Retail investors are becoming seriously interested in investing in fixed-income instruments like Fixed Deposits (FD), Government Securities (G-Secs), and bonds. We have already discussed many of them, but we haven’t discussed the corporate bonds.
So, in this blog, we’ll break down the nitty-gritty of corporate bonds, how they work in India, their advantages, and disadvantages, and why you should consider investing in them.
Estimated read time: 3 minutes and 22 seconds
Buckle up. Here we go!
What are corporate bonds?
At its core, a corporate bond is a way for companies to raise money. When a company needs funds to expand its operations, launch a new project, or pay off existing debt, they issue bonds to investors.
In return for your investment, the company promises to pay you interest periodically and return your initial investment (the principal amount) when the bond matures.
If you are new to the concept of bonds, check out our bond series, where we have covered the basics of bond investments.

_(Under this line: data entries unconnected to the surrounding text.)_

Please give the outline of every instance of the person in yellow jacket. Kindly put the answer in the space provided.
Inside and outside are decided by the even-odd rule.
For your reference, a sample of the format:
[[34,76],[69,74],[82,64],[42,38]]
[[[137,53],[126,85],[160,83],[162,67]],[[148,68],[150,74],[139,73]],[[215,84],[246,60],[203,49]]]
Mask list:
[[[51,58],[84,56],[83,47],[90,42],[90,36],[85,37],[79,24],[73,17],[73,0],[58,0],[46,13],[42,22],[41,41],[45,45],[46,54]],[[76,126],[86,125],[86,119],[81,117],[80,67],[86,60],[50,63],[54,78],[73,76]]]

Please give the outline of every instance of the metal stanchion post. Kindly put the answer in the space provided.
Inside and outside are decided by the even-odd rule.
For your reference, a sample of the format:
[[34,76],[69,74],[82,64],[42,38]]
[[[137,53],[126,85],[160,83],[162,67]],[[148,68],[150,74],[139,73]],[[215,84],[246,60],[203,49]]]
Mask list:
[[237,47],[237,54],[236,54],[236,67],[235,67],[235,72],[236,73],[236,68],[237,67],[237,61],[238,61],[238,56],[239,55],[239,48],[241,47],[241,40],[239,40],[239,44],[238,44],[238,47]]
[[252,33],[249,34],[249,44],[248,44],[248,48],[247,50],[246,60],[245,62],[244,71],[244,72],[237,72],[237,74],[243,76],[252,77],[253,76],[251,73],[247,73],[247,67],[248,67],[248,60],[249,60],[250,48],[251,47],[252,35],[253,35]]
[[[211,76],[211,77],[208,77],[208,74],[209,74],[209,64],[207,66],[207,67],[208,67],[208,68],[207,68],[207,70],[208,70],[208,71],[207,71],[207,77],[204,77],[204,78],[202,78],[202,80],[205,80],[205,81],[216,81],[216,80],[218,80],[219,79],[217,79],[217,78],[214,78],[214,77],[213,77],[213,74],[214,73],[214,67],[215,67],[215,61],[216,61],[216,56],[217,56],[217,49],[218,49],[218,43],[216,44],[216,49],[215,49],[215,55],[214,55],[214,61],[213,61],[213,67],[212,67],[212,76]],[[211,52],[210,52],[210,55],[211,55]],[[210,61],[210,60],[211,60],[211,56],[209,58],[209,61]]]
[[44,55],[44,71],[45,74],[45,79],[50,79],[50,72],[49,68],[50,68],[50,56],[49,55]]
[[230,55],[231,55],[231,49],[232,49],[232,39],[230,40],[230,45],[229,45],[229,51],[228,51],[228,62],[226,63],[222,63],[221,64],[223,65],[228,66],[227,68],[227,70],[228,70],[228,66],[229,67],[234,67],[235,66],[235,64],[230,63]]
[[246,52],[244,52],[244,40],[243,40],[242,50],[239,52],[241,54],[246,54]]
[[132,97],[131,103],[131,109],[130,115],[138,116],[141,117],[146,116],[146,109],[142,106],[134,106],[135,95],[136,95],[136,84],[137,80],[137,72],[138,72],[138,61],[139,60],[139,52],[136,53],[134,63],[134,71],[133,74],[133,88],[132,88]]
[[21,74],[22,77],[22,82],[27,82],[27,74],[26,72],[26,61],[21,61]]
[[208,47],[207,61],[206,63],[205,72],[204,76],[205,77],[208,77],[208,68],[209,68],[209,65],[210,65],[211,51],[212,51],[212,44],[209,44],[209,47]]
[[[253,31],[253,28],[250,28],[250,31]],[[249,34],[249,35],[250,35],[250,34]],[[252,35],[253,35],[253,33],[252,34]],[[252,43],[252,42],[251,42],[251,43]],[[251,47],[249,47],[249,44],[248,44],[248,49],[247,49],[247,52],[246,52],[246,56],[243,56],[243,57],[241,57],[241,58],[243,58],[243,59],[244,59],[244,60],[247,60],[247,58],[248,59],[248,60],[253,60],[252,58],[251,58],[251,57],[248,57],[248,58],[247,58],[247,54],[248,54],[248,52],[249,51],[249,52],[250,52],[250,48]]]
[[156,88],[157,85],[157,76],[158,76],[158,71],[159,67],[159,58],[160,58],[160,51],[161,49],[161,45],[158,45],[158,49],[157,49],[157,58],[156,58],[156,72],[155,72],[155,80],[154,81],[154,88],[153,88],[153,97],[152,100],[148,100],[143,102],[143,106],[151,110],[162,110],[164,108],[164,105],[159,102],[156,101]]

How do corporate bonds work in India?
In India, corporate bonds operate through the debt market. Here’s how it works:
- Issuance: Companies looking to raise funds issue corporate bonds through the debt market. Most companies raise funds through private issues, but recently, we have seen a rise in public issues where these bonds are available for purchase by retail investors like us.
- Investing: When you buy a corporate bond, you’re lending money to the issuing company. In return, you’ll receive periodic interest payments based on the bond’s interest rate (coupon rate).

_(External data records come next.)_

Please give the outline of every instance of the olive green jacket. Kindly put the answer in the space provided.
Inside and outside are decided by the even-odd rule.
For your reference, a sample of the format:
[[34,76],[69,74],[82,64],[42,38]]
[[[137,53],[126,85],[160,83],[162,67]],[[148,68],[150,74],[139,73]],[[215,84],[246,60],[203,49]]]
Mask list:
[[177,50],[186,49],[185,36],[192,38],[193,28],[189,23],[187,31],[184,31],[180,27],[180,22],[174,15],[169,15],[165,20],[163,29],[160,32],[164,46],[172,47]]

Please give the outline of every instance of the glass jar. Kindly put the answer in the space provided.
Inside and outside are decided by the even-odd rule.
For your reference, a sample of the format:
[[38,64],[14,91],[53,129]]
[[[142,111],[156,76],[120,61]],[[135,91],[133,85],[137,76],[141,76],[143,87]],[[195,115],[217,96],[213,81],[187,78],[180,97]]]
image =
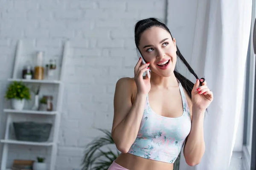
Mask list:
[[53,97],[52,96],[44,96],[43,97],[46,99],[47,110],[52,111],[53,105],[52,99]]
[[49,80],[56,79],[56,60],[50,60],[49,64],[47,67],[47,79]]
[[37,55],[36,63],[35,67],[35,79],[44,79],[44,69],[43,65],[44,54],[43,51],[38,51]]
[[22,70],[22,78],[30,79],[33,76],[33,71],[30,65],[25,65]]

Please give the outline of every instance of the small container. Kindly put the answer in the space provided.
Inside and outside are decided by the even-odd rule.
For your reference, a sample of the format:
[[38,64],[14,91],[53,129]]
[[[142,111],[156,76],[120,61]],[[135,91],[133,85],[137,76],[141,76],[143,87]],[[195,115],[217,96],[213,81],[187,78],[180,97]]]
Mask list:
[[35,79],[44,79],[44,69],[43,66],[44,54],[43,51],[39,51],[37,55],[36,63],[35,67]]
[[56,79],[56,60],[50,60],[49,64],[47,65],[47,77],[49,80]]
[[30,65],[25,65],[22,70],[22,78],[30,79],[32,78],[33,71]]
[[44,98],[45,98],[47,100],[47,110],[52,111],[53,105],[52,99],[53,97],[52,96],[44,96]]

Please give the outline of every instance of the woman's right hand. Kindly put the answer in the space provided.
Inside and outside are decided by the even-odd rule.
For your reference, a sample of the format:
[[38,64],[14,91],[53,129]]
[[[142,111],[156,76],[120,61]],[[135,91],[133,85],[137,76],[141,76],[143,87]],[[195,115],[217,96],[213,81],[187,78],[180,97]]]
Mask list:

- Maturity: Corporate bonds have a predetermined maturity date. At the end of this period, the company repays the bond’s face value to the bondholders.
- Secondary Market: If you decide to sell your bond before it matures, you can do so in the secondary market, where the bond’s price can fluctuate based on market conditions and interest rates.
Few more things to know about the Indian corporate bond market. India’s retail bond market is still in a nascent stage. Therefore, the trade volume is low. The minimum investment amount for publicly issued corporate bonds is ₹1,000, but for private issues, it’s ₹1 lakh.
According to Sebi’s 2022-23 Annual Report, in FY 23, private issues made up 98.79% of the debt mobilized in India. Only the remaining 1.21% was raised through publicly issued bonds. This means most of the bond supply is available at ₹1 lakh ticket size.
Therefore, there are very few good public issues in which retail investors can take part meaningfully. Bond market stakeholders should work together to decrease the ticket size and increase retail investors’ participation and secondary market volume.
Benefits of Corporate Bonds
Now, let’s explore the advantages of investing in corporate bonds:
- Regular Income: Corporate bonds provide a steady stream of income through interest payments. This can be especially attractive for retirees or anyone seeking a predictable source of income.
- Diversification: Bonds can diversify your investment portfolio. They typically have a lower risk profile than stocks, making them a valuable addition to your financial strategy.
- Safety: High-quality corporate bonds from reputable companies are considered relatively safe investments, as these companies are less likely to default on debt payments.
- Capital Preservation: Corporate bonds offer a degree of capital preservation. When held until maturity, you can expect your initial investment back.
Disadvantages of Corporate Bonds
Despite their merits, corporate bonds also come with some downsides:
- Risk of Default: While high-quality corporate bonds are relatively safe, there’s always a risk of the issuer defaulting on its payments. It’s crucial to assess the creditworthiness of the issuing company. We have covered the credit rating system of bonds here.
- Interest Rate Risk: The market value of bonds can fluctuate with changes in interest rates. If you need to sell your bond before maturity, you may incur losses if interest rates have risen since your purchase.
- Lack of Liquidity: Some corporate bonds may have low trading volumes, making them less liquid. This can affect your ability to sell them quickly, especially at a favourable price.
- Inflation Risk: Over time, the purchasing power of your interest payments may erode because of inflation. This is something to consider if your investment goals are long-term.
Why should you invest in corporate bonds?
The decision to invest in corporate bonds depends on your financial goals, risk tolerance, and investment horizon. As mentioned above, investments in corporate bonds can provide steady income, portfolio diversification, and capital preservation.
Here are some other scenarios where corporate bonds might be a suitable option:
- Tax Efficiency: Certain bonds offer tax benefits, like tax-free bonds, which can be advantageous for tax-conscious investors.
- Medium-Term Goals: If you have financial objectives within the next 3-5 years, corporate bonds can be a suitable choice because of their relatively lower risk.
- Conservative Risk Profile: If you have a low-risk tolerance and prefer conservative investments, corporate bonds can be an integral part of your portfolio. You can also check out G-Secs, which are relatively safer than corporate bonds.
In a nutshell, corporate bonds offer a compelling investment option for beginners and experienced investors. They provide a balance of regular income and capital preservation, but it’s crucial to do your research and assess the creditworthiness of the issuer.
Whether you’re looking for a stable source of income, diversification, or a low-risk investment, corporate bonds can play a vital role in your financial journey.